Our Archive Director Avehi Menon is a Chevening scholar with a Masters in Museum Studies from the University of Leicester. She has worked at the Birmingham Museum and Art Gallery and more recently, she was Curator at the Centre for Public History, Srishti School of Art, Design and Technology, Bengaluru where she built oral history archives for institutions such as the Indian Institute of Mathematical Science, the Economic and Political Weekly and the Indian Museum. She's led public history projects, including historical walks in Bengaluru, with an aim to make local history and culture participatory and accessible. Avehi contributed as writer on an archival book, The Story of Sasha (2018) on a pioneering craft organization in Kolkata. Additionally, she has spent ten years as a television producer, developing content for NDTV, Fox History and others. Passionate about art, culture and history, Avehi is interested in building community collaborative projects and making museums engaging, immersive spaces that are accessible to all.
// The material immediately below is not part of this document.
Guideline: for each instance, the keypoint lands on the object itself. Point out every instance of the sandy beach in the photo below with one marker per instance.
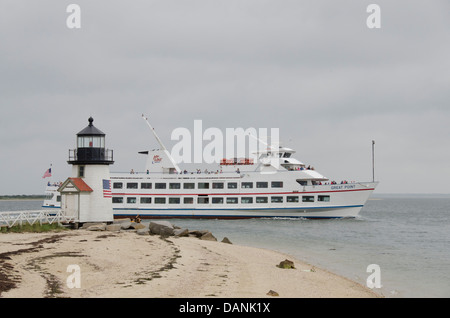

Sarmaya’s Head of Collections Komal leads and manages all aspects related to the systematisation, care and access to our collection. She works closely with colleagues across areas to ensure that varied elements of the collections are used well in research and in developing learning opportunities and memes! She has a Masters degree in archaeology and in museums studies. Her previous work experience has been in collections management and research projects. In the past, she has worked on projects with Pune’s INTACH chapter, the New Walk Museum in Leicester and the Oriental Museum of Durham University. Before she joined Sarmaya, Komal worked at the Dr Bhau Daji Lad Mumbai City Museum as a Curatorial Associate. She is interested in developing new models of access to collections and interpretive strategies in museums. In her free time, she loves discovering and creating all kinds of new and unusual things.